Mahsi cho, Mr. Speaker. I second the motion. I am aware that we have had passed, this would be the fourth motion of this type concerning this area. The problems are huge. It’s not equitable as it currently stands. The rents in communities where there’s few public housing, pay a lot more of their gross income if they get jobs. Right now, as it stands, this motion recommends an equalization across the board of people that go to work, go into a certain size house, they pay a certain amount across the board. It doesn’t matter if you live in a community where there are 300 public housing units or you live in a community where there are 30. When you live in a community where there are 30, under the current system the cost of administration and the cost of maintenance and everything is distributed amongst the 30 units and it’s very high.
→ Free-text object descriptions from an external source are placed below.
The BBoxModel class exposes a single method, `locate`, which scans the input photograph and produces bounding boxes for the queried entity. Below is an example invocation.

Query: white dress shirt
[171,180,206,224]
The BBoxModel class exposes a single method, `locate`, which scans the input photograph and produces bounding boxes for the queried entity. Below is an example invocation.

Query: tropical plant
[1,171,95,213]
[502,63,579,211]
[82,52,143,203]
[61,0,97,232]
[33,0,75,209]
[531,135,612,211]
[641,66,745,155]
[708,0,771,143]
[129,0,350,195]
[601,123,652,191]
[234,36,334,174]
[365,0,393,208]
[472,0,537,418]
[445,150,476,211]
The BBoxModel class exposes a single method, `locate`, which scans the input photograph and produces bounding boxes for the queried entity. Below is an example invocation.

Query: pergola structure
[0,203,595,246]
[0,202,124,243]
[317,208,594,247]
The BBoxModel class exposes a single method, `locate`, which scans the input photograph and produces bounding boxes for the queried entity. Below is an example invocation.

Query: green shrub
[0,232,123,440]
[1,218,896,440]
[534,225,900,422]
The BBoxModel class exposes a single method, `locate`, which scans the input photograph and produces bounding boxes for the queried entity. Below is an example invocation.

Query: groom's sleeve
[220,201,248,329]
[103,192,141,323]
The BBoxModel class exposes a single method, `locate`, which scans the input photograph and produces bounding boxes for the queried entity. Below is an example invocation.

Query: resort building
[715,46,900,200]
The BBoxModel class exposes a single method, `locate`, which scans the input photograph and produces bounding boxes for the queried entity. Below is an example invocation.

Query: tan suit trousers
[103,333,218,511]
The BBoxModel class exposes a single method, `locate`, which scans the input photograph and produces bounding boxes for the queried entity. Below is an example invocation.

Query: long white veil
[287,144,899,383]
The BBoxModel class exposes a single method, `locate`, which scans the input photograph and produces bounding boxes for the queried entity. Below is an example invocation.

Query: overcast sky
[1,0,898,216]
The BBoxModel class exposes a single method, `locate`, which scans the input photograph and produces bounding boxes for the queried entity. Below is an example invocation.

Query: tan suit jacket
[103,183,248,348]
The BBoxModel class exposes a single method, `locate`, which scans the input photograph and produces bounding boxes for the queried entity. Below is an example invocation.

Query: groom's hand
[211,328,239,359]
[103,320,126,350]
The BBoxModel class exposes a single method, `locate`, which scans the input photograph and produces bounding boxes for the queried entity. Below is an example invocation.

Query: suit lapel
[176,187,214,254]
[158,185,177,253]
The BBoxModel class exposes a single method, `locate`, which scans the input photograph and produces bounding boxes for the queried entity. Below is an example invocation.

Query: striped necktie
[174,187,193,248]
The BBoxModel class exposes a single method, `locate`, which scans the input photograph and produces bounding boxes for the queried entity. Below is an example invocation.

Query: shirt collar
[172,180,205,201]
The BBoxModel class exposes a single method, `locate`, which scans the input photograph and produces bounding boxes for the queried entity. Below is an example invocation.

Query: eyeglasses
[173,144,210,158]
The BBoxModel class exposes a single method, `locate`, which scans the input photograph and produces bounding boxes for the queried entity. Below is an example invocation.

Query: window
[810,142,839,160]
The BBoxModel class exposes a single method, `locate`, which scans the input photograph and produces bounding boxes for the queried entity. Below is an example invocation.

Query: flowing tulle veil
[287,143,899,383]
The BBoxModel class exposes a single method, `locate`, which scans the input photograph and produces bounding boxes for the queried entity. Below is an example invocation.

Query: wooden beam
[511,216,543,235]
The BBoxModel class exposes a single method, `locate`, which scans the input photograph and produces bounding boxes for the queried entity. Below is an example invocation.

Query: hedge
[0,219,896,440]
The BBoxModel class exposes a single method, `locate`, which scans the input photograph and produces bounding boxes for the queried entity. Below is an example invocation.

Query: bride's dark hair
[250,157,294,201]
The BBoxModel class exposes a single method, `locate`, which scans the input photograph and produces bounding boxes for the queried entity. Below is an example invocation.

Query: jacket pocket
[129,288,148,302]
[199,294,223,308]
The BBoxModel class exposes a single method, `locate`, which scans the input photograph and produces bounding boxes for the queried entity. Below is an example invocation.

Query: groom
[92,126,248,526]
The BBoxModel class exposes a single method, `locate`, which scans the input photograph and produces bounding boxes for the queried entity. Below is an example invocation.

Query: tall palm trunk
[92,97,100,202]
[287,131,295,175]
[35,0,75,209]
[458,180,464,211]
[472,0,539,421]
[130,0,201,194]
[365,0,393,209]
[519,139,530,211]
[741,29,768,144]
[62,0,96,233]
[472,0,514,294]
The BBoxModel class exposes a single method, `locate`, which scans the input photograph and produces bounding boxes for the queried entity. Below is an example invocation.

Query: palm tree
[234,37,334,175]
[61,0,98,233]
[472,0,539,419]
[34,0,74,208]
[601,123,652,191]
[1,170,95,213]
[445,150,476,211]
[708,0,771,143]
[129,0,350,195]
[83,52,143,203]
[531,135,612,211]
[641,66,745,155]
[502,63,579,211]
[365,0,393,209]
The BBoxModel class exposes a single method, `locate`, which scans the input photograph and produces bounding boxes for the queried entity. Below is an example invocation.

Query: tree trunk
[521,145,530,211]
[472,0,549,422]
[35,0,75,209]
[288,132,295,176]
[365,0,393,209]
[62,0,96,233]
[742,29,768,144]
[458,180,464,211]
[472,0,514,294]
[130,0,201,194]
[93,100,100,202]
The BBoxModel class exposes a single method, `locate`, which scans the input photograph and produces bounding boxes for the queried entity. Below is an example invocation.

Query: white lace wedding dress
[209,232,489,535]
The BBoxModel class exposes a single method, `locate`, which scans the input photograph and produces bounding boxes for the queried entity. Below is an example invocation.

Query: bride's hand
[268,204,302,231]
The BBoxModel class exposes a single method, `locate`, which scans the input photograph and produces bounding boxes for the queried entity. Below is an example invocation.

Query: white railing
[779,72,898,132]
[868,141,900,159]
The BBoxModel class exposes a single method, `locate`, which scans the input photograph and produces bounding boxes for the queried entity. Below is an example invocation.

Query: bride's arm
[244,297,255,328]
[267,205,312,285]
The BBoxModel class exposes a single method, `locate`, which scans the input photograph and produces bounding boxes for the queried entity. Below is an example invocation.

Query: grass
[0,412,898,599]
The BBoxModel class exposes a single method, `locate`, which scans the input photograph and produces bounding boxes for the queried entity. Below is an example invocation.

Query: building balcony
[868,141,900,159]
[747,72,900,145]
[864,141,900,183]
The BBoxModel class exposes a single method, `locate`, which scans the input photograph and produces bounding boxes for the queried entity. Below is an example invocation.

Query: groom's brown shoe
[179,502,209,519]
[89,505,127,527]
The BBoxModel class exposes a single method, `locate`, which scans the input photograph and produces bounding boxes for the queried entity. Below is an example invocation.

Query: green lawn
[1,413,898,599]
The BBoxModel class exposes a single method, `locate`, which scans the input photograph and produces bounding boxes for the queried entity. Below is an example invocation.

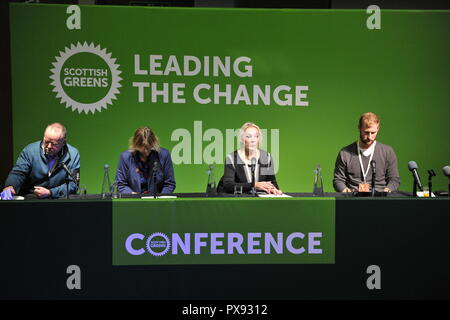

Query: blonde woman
[218,122,281,195]
[115,126,175,194]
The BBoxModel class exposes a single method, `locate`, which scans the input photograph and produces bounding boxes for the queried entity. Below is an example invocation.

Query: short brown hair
[129,126,160,152]
[358,112,380,129]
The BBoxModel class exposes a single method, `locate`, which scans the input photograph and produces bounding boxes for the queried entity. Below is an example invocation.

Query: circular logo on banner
[49,42,122,114]
[146,232,171,257]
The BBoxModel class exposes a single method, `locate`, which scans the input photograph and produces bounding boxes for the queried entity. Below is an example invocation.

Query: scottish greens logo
[50,42,122,114]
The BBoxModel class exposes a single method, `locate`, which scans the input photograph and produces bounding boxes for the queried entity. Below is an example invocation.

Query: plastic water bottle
[206,164,217,196]
[102,164,112,199]
[313,164,324,196]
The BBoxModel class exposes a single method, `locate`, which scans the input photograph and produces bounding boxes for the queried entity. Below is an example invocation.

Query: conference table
[1,192,449,300]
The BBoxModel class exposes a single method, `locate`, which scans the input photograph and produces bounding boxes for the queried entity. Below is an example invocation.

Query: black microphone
[60,162,78,184]
[59,162,78,199]
[251,157,257,172]
[408,161,423,192]
[152,161,159,198]
[427,169,436,197]
[370,160,376,174]
[370,160,376,196]
[251,157,257,195]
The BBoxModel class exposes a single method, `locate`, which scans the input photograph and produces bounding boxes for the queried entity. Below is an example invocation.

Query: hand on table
[34,186,51,198]
[255,181,282,195]
[1,186,15,200]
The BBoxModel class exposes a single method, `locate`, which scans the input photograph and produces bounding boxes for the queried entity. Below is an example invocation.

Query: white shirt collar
[358,141,376,157]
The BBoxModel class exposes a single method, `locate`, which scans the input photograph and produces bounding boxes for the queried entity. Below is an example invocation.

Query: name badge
[358,183,370,192]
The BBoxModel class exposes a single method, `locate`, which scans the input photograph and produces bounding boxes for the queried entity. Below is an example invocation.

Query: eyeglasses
[43,139,65,147]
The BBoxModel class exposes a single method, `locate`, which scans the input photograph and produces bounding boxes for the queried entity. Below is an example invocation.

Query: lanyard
[357,141,376,183]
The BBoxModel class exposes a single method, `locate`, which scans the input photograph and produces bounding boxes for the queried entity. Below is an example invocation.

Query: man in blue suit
[2,123,80,199]
[115,126,176,194]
Also in most of the smaller communities the price is very high. Fuel is high, power is also costly, water and sewer is costly, because everything is on smaller scale and it’s more remote.
This kind of equalizes it. This is where we should go. This is the direction we should go. This is a win-win for the people in the communities and for the government. It keeps people at work. It has people paying something.
Right now if an individual goes to work in a small community, there is potential for them to start paying $3,000 a month. Even if you have a real good job, that’s a little more than one cheque. That’s one cheque. Because even though you can sit here and say it’s only 30 percent of their gross income, well, income tax will take 30 percent too, and then there’s the cost of working. There’s the cost of daycare, if you have to have daycare when you go to work. There’s those additional costs that the government must look at and take into consideration, not just looking focused in on the shelter cost. They have to look at all the other factors that come into play here. And the people will pay something. Like, you know, better that than sitting at home drawing income support, having the government pay them for doing nothing.
So this is an opportunity to put people back to work, especially in communities where employment is very rare. A lot of these communities we’re talking about, the reason they’re non-market communities is because there’s not much employment. It’s very difficult to buy and sell a house. That’s a non-market community because there’s no employment, there’s no income. People can’t buy your house because they don’t have the money. This kind of sets things in the right direction and I hope that the government does employ this policy change.